What You Need to Know About Emotional Eating

What You Need to Know About Emotional Eating

Are you an emotional eater?

One way to know for sure is with the EADES or “Eating and Appraisal Due to Emotions and Stress” questionnaire developed by Amy Ozier of Northern Illinois University.

Created in 2007, it’s been used and refined by other researchers over the years from around the world. Based on simple questions, the questionnaire asks how you cope with stress and other problems, whether you use food to ease times of stress or as a reward in celebratory moments, and how much control you have over your eating in general. All of these questions hope to pinpoint a person’s eating habits, and if they typically lead to weight gain.

emotional-eating

Here are some of the emotions that can influence eating:

  • Stress
  • Sadness
  • Fatigue
  • Feeling down on yourself
  • Anger
  • Not feeling that you’re in control of your own life

Other causes of emotional eating can include not having a support network of friends and family, and feeling incapable of dealing with problems individually.

Related: Is Your Child an Emotional Eater?

If you overeat when you’re stressed, or keep eating after you feel full, or reach for food when you’re tired, angry, or sad, these are common signs that your eating habits aren’t driven by hunger alone.

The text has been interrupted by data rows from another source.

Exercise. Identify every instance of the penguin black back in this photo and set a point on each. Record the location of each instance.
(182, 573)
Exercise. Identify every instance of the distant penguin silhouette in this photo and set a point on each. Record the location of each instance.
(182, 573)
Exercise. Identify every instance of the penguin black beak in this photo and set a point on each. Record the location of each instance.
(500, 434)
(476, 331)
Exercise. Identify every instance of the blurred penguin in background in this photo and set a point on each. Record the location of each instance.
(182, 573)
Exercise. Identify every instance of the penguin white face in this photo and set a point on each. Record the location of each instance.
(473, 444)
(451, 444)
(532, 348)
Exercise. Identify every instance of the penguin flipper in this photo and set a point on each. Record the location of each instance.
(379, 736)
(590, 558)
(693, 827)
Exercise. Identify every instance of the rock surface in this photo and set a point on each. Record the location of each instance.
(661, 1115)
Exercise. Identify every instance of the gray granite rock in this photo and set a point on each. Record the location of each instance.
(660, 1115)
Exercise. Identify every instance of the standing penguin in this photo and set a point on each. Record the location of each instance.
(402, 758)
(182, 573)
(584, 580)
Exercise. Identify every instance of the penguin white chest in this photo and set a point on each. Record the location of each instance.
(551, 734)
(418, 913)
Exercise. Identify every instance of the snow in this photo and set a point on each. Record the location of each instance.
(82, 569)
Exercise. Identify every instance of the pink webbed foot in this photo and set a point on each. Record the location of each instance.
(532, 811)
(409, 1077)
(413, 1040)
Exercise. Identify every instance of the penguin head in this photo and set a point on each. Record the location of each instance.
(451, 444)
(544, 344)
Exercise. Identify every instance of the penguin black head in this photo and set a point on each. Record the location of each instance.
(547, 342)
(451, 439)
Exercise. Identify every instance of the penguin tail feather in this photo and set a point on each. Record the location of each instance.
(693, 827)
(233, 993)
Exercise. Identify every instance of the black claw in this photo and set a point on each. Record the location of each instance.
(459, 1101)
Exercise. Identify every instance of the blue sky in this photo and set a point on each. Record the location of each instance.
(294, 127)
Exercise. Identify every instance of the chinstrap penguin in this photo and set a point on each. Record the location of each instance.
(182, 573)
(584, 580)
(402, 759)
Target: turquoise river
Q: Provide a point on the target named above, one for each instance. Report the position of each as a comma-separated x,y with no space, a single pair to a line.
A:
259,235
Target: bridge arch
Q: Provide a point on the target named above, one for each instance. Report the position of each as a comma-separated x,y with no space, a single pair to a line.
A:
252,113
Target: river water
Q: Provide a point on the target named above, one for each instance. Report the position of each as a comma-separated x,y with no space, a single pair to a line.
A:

You can keep track with a food journal, recording how you feel every time you eat something; this is the simplest way of detecting an eating pattern, and to what extent your eating is affected by emotions.

Concluding your emotions seem to always lead to the fridge, your new weight loss strategy will need to include more than simply cutting calories. You’ll need to focus on changing those eating patterns, which can be difficult without guidance; consider working with a dietitian or a behavioral therapist. Together, you can identify what triggers your emotional eating and develop non-food ideas for managing stress.